Man hört nicht selten, daß der Teufel die ihm verfallenen Seelen in einer eleganten Equipage zur Hölle kutschiert, wie dies bei der alten Strählin von Imst der Fall war. Dieselbe wurde allgemein als die reichste Witwe des Ortes angesehen, hatte aber das Geld auf sehr unredliche Weise erworben. Ein Imster Knecht, der mit einem Fuhrwerk aus dem Oberland, wo er für seinen Herrn Wein verhandelt hatte, zur Pontlatzner Brücke kam, sah, wie am jenseitigen Ufer eine mit vier Pferden bespannte Kutsche, die ein schwarz gekleideter Herr lenkte, ihm entgegen fuhr. Da zwei Fuhrwerke einander auf der Brücke nicht ausweichen können, glaubte er bei der Brücke warten zu müssen, bis die Kutsche dieselbe passiert hätte.

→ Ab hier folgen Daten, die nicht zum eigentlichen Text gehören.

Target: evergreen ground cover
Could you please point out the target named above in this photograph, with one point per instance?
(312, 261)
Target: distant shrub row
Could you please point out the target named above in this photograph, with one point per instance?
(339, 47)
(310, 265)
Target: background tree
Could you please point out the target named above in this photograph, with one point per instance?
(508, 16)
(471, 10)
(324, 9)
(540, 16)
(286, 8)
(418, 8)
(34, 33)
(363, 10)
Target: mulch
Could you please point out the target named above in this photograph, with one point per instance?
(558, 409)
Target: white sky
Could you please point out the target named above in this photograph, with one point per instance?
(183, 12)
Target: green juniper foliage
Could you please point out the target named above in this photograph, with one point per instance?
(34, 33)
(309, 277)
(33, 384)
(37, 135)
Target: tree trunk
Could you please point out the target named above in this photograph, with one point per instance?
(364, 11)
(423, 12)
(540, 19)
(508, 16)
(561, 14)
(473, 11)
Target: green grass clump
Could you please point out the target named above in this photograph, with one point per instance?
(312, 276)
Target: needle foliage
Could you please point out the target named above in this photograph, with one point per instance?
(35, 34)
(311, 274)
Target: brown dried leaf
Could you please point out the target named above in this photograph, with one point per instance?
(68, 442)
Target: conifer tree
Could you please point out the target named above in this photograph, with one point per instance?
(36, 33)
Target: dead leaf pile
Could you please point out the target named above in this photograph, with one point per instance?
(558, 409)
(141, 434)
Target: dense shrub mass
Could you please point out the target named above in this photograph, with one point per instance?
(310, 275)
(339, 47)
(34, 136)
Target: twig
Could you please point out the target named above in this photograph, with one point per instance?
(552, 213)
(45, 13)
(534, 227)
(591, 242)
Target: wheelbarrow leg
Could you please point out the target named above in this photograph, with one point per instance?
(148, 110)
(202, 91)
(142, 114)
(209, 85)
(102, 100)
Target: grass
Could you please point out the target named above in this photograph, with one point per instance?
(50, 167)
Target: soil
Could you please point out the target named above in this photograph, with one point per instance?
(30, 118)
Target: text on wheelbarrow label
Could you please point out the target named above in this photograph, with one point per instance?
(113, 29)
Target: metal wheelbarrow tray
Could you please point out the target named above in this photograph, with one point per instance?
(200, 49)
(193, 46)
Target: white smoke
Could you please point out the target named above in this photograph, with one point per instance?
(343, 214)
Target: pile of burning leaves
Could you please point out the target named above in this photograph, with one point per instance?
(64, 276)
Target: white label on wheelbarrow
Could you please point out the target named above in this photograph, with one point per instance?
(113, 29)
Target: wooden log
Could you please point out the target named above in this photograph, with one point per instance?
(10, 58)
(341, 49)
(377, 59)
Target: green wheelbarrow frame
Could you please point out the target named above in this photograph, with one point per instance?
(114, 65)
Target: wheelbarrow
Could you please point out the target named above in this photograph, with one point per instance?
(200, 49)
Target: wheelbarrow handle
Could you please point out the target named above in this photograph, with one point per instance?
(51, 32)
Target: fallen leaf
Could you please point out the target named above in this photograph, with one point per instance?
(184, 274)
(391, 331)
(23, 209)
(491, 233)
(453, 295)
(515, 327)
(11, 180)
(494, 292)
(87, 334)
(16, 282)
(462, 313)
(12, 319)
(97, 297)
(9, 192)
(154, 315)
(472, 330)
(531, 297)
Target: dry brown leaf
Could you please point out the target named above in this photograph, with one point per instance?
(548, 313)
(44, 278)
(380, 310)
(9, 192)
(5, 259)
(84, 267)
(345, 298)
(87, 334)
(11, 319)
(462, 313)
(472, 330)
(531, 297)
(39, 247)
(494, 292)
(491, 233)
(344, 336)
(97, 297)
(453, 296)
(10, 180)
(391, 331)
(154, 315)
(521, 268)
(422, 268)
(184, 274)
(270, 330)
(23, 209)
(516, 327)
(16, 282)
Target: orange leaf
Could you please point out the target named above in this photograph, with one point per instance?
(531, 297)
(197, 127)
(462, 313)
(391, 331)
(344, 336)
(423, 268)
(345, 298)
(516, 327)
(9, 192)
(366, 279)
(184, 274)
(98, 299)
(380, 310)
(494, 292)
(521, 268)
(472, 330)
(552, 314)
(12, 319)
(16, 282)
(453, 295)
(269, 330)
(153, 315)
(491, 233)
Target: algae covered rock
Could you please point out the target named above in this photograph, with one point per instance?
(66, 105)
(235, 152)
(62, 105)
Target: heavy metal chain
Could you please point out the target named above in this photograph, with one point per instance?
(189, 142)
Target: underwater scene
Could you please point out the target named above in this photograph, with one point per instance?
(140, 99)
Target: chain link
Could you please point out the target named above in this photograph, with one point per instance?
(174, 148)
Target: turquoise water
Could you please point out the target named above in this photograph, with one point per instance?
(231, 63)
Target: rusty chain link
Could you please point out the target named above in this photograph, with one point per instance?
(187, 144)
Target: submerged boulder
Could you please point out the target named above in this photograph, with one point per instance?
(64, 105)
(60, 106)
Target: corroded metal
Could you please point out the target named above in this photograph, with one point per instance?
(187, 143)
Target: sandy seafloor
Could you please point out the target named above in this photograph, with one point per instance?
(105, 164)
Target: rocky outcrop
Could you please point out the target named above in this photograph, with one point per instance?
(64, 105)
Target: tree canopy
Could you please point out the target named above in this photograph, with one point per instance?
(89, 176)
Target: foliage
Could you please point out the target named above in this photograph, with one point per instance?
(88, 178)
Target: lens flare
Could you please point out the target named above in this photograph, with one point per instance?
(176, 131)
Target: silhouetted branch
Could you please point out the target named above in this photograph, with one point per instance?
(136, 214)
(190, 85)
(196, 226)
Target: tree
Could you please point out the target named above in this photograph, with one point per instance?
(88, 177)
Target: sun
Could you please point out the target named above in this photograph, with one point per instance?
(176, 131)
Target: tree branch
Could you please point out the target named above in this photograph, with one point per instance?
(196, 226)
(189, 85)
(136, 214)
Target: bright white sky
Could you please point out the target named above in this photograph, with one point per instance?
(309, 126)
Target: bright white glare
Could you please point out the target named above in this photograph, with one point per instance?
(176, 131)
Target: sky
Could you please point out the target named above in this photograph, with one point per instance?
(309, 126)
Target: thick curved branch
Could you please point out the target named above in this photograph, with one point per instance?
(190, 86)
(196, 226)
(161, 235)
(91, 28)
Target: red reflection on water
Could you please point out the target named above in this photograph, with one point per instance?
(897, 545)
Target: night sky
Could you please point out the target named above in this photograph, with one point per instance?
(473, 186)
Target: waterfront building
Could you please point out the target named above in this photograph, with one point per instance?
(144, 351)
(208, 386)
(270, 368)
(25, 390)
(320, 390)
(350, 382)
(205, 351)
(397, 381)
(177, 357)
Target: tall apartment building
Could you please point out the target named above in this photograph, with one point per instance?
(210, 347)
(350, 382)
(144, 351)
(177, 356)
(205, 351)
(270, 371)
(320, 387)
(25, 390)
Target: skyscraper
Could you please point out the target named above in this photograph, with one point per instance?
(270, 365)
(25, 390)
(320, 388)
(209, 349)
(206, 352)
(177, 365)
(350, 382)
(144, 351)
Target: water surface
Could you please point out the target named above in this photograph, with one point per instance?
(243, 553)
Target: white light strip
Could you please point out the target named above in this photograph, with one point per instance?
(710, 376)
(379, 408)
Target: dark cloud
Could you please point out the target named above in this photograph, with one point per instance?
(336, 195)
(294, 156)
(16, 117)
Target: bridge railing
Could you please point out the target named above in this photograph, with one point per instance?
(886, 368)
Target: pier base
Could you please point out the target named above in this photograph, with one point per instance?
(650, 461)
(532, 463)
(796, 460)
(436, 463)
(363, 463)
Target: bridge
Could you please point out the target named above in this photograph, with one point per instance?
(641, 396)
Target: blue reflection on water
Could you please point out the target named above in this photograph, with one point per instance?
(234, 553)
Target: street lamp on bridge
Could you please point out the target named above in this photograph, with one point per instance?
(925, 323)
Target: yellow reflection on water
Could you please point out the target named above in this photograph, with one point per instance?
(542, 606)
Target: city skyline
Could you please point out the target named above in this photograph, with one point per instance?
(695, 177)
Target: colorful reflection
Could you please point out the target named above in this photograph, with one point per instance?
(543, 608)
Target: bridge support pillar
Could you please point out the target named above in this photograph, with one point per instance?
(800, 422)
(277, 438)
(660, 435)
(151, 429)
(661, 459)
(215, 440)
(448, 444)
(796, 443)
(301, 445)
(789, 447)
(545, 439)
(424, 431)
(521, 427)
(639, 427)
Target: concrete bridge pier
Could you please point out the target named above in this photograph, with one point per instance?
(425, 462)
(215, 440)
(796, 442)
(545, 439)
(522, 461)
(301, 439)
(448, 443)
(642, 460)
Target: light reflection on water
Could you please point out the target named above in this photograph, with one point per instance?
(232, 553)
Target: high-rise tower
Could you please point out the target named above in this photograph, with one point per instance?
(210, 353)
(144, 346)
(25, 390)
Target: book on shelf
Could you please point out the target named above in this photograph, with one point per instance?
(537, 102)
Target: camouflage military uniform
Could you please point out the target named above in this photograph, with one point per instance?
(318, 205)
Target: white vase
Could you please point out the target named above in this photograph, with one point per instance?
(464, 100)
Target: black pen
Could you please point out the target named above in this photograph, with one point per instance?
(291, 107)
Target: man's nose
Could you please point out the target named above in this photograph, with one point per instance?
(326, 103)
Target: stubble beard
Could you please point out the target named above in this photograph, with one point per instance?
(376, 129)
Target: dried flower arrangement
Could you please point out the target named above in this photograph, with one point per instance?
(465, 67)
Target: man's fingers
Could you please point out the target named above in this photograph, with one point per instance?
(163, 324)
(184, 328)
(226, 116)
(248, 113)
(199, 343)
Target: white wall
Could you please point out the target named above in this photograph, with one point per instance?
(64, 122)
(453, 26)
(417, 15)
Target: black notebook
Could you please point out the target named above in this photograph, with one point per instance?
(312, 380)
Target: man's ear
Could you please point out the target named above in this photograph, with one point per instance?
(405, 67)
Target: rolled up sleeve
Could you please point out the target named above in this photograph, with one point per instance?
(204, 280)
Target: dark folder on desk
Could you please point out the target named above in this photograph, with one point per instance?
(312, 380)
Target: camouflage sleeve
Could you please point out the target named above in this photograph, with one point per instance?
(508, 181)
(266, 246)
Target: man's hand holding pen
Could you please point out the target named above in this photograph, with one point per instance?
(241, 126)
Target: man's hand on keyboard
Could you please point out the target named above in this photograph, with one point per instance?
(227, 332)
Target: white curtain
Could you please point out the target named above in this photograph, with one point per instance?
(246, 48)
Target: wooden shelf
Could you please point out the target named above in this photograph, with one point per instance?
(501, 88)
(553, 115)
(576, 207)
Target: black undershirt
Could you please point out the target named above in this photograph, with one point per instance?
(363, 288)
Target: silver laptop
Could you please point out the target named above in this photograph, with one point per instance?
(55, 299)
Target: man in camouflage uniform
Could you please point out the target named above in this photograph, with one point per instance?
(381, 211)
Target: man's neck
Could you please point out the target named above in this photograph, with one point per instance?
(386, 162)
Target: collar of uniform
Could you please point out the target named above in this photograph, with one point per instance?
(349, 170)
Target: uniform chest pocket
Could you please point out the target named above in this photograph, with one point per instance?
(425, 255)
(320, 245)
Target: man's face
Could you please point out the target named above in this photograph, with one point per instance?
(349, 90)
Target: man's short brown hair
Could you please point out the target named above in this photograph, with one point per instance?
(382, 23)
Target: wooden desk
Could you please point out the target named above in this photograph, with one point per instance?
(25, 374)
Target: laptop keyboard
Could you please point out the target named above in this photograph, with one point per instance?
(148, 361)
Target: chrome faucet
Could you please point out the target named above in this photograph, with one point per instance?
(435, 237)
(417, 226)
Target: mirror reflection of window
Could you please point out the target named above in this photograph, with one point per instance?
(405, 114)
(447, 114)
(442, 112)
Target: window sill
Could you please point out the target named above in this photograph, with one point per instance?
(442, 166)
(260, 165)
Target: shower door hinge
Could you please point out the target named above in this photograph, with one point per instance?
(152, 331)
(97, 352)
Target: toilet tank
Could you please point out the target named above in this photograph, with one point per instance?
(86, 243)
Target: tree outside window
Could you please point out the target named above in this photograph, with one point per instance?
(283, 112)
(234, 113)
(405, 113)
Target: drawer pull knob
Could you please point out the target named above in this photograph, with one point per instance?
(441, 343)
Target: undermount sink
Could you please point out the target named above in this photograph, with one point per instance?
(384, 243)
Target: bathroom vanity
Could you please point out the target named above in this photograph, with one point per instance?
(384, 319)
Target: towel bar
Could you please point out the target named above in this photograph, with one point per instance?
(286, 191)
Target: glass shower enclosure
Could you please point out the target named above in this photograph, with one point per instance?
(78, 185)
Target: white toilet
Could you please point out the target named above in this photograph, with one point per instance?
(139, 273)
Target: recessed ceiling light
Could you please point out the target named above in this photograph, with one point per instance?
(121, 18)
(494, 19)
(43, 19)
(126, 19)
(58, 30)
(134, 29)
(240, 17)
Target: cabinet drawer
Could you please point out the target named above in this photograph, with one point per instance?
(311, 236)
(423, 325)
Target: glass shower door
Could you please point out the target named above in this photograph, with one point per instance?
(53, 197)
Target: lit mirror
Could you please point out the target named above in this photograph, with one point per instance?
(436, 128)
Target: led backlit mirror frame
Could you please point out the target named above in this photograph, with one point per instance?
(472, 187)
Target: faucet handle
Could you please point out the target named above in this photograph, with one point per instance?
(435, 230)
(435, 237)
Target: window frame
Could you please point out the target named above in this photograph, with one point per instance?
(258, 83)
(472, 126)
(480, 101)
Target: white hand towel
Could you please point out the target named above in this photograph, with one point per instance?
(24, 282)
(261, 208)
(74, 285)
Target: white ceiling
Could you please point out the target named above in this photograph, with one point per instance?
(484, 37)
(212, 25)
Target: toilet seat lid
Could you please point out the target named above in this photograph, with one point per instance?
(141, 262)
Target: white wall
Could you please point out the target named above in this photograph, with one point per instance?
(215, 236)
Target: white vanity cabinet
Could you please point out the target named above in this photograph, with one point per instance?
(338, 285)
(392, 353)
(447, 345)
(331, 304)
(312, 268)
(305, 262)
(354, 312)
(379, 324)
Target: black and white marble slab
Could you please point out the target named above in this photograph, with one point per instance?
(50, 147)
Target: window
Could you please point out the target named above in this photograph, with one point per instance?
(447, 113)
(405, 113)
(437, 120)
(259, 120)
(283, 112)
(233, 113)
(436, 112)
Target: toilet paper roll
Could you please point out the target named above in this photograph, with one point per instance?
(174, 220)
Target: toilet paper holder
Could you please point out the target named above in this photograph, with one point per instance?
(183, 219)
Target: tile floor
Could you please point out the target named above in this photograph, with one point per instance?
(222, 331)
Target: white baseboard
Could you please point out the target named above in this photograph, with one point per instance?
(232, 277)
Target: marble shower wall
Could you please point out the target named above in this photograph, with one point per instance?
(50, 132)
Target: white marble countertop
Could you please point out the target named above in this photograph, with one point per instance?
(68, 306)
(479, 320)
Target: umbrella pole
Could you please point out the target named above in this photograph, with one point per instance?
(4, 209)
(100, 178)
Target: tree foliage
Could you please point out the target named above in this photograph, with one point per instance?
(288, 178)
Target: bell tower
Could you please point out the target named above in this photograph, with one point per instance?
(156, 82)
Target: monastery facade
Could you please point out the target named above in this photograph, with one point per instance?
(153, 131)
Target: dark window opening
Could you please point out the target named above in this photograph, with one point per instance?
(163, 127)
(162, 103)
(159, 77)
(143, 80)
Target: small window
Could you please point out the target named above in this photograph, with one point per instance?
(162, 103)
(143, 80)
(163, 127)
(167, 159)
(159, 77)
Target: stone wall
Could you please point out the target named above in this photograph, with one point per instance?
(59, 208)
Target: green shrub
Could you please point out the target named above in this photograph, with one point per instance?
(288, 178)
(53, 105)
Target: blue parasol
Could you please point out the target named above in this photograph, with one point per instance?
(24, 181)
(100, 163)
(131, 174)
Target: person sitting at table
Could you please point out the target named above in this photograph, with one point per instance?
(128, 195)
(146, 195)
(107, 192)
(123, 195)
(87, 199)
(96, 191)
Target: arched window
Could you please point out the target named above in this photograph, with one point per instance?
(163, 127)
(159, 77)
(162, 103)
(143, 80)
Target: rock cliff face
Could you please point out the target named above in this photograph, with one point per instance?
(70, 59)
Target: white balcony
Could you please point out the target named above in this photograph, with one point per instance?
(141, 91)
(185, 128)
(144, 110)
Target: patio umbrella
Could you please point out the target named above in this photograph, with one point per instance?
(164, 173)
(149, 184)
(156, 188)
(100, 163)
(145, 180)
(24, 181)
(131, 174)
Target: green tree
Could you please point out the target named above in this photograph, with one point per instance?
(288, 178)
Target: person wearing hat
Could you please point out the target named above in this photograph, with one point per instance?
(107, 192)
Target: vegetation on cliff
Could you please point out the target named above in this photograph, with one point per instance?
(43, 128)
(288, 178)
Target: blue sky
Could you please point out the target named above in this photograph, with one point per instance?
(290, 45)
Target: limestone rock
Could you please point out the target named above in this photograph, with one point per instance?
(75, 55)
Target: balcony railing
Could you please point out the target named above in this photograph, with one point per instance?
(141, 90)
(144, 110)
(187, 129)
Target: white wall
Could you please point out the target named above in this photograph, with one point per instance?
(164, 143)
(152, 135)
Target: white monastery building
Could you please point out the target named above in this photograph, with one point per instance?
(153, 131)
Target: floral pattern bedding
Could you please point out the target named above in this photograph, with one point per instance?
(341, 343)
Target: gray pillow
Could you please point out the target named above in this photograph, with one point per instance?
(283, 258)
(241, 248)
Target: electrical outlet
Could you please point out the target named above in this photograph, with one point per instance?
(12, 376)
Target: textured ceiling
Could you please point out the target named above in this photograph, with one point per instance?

Wie das Gefährt näher kam, erkannte er, daß die alte Strählin drinnen saß, erstaunte aber nicht wenig, als die Kutsche nicht über die Brücke fuhr, sondern unmittelbar vor derselben in den Felsen hinein schoß, der sich für einen Augenblick geöffnet hatte. Der Knecht wußte nicht, was er sich davon denken sollte, fuhr über die Brücke und setzte seinen Weg nach Imst fort. Daselbst erzählte man ihm, daß die alte Strählin kurz vor seiner Ankunft gestorben sei. Anfangs wollte er's nicht glauben; als er sie aber selbst auf dem Schrägen liegen sah, mußte er wohl einsehen, daß der Teufel die Seele der Alten zur Hölle gefahren hatte.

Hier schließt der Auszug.